The deadly H5N1 strain has spread to humans overseas who have been in close contact with infected chickens. So far there have been 376 human cases worldwide including 238 deaths.
A major worry among health experts is the H5N1 strain will mutate into a form that can be transmitted from human to human, raising the threat of a global pandemic that could kill millions.
Jon Fitch, director of the state’s Livestock and Poultry Commission, said routine blood tests conducted on May 30 found the possible exposure. Further tests done by the state and the U.S. Department of Agriculture found the birds did not have active infections, but rather were exposed to a subtype of the disease.
“Even though the affected birds do not currently have the virus, the flock is being depopulated today as a precautionary measure and will not enter the human food chain. While the birds’ exposure to this strain of avian influenza poses no risk to human health, USDA’s policy is to eradicate all H5 and H7 subtypes,” the company, based in Springdale, Arkansas, said in a statement.
Fitch said the company immediately began disposing of the birds.
“There is absolutely no human health threat,” Fitch said. “But we take this very seriously.”

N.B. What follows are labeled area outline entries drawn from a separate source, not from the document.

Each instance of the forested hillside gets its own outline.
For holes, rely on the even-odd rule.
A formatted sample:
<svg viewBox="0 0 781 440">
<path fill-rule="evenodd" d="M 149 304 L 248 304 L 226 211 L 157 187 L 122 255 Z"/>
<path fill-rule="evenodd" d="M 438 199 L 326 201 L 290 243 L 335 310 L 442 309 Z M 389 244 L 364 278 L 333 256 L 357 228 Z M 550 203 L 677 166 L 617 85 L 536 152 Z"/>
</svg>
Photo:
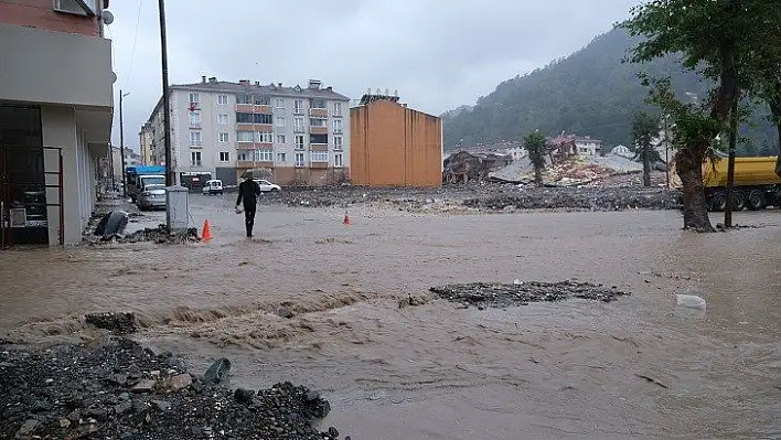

“Honestly, it’s a nonevent. So far, it’s not something that’s reportable to any international monitoring agency like the World Organization for Animal Health,” said Toby Moore, spokesman for the USA Poultry and Egg Export Council, an industry trade group.
Fitch said state officials decided against announcing the infection to the general public because the birds tested positive for exposure to the H7N3 strain of the virus. The strain that ravaged Asian poultry stocks in late 2003 was H5N1 bird flu virus.
Gary Mickelson, a spokesman for Springdale-based Tyson, said the hens showed no signs of sickness before their pre-slaughter blood tests. He said the exposed birds all came from a contractor.
“As a preventive measure, Tyson is also stepping up its surveillance of avian influenza in the area,” Mickelson said in a statement. “The company plans to test all breeder farms that serve the local Tyson poultry complex, as well as any farms within a 10-mile radius of the affected farm.”
Following the discovery, the U.S. Agriculture Department suspended shipments of chicken from Arkansas to Russia, the most important overseas market for U.S. chicken.
The United States has bilateral agreements with Russia and Japan to report any finding of avian influenza strains H5 or H7, said Rachel Iadicicco, spokeswoman for U.S. Animal and Plant Health Inspection Service. Upon notification of a find, the United States automatically suspends the state’s exports to Russia, and Japan voluntarily decided to implement its ban, Iadicicco said.
There have been previous cases of mild bird flu in the United States. Last year government investigators found cases in 13 states.
In 2004, Pilgrim’s Pride destroyed 48,000 chickens after bird-flu antibodies were detected at Texas facilities.